The main advantage of using an automated environment to select multiple models is the ease with which each result can be compared. Each metric can be measured for each method at each stage of learning. The benchmarks demonstrate the advantages and disadvantages of each architecture. We can also focus primarily on optimization aspects. Additionally, it was helpful when evaluating multiple horizons and methods. For instance, in this project, there were three main horizons for each photovoltaic (PV) and wind farm, multiplied by different approaches, techniques, and architectures. Evaluating all the described methods took at least one and a half months.
To study the energy forecasting problem in detail, we tested the models’ behavior in the case of energy production from individual photovoltaic and wind farms based on the total energy production of the farms as a whole.
From a practical point of view, the main implementation goal (apart from the research topic of architectures, their applications, and methodologies) is to create the most reliable model for energy prediction for each farm. This aligns with the possibility of taking advantage of the developments in this scientific area. The choice of the LSTM network is random as well. This “lightweight” architecture makes it possible to use such models for embedded systems (e.g., STM32 microcontrollers protection).
In our study, we used a combination of AGH Prometheus, a high-performance computing cluster, and local department machines to meet the computational demands effectively.
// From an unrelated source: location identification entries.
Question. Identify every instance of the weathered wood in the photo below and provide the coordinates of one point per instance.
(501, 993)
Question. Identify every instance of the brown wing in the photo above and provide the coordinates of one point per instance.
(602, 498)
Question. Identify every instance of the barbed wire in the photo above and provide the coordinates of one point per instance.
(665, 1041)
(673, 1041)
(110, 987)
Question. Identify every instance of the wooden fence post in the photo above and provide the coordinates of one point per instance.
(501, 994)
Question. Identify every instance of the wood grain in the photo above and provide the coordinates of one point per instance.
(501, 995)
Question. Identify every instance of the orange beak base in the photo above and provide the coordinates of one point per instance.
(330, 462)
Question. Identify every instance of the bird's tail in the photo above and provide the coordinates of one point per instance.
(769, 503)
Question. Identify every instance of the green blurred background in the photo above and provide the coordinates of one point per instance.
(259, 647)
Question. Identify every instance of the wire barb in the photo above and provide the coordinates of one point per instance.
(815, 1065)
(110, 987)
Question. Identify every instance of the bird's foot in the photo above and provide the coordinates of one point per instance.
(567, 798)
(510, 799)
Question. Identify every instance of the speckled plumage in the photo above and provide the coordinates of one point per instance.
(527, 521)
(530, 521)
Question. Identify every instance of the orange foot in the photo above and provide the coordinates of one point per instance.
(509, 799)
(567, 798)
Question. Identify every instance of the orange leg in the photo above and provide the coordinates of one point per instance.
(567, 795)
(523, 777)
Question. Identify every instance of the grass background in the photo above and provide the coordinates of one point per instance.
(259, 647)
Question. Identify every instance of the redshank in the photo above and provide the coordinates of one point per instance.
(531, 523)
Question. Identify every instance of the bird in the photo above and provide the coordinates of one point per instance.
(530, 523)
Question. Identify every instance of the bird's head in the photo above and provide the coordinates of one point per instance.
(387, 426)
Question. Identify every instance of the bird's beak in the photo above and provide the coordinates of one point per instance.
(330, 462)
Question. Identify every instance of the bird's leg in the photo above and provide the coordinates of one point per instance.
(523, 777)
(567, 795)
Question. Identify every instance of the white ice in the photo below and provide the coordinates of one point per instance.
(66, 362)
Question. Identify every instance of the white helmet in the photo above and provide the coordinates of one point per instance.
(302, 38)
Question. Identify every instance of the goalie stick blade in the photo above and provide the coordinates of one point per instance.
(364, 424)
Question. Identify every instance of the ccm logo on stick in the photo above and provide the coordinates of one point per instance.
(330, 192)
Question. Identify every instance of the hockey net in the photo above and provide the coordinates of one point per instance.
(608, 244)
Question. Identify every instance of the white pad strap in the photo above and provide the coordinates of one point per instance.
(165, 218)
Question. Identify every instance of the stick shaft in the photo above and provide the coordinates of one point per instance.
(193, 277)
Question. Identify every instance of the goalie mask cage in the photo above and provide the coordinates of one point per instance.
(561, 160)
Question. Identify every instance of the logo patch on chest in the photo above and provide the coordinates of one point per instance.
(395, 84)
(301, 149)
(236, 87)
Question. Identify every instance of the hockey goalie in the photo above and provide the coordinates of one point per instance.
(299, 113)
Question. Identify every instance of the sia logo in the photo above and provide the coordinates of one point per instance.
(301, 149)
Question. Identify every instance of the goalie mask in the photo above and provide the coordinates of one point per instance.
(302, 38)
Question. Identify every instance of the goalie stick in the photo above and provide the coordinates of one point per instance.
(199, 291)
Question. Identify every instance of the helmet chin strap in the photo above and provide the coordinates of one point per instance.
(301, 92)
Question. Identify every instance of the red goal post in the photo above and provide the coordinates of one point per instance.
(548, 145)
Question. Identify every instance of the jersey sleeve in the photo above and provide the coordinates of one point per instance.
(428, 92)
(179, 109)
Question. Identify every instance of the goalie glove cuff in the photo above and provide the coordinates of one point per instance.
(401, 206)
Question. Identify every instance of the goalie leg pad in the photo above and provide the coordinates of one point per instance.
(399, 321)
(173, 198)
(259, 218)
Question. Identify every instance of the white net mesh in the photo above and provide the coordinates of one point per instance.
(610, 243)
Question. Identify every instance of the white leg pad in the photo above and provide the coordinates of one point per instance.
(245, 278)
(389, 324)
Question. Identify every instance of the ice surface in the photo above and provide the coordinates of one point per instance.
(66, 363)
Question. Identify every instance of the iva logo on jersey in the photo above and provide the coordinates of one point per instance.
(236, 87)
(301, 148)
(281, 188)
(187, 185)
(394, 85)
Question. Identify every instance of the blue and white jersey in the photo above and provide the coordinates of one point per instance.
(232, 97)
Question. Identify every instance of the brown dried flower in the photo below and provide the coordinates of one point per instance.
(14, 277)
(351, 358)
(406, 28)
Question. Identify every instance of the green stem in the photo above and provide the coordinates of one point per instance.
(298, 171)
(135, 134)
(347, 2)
AGH Prometheus, which is known for its robust processing capabilities, was used for intensive tasks, such as training deep learning models and conducting large-scale simulations. The local department machines provided convenient resources for less demanding computations, ensuring an efficient allocation of resources throughout the research process. This strategic use of computational infrastructure allowed researchers to efficiently execute their experiments and advance their investigation of electricity demand forecasting with deep learning models.
While the proposed framework offers a comprehensive and scalable solution for model selection in energy forecasting, certain limitations require further examination. Notably, the evaluation process was limited by the lack of real-time production data and the assumption of consistent environmental conditions. Future research will focus on incorporating uncertainty quantification and exploring online learning strategies for dynamic model adaptation. Additionally, deploying and validating lightweight models on real-world embedded systems is a critical step toward practical implementation.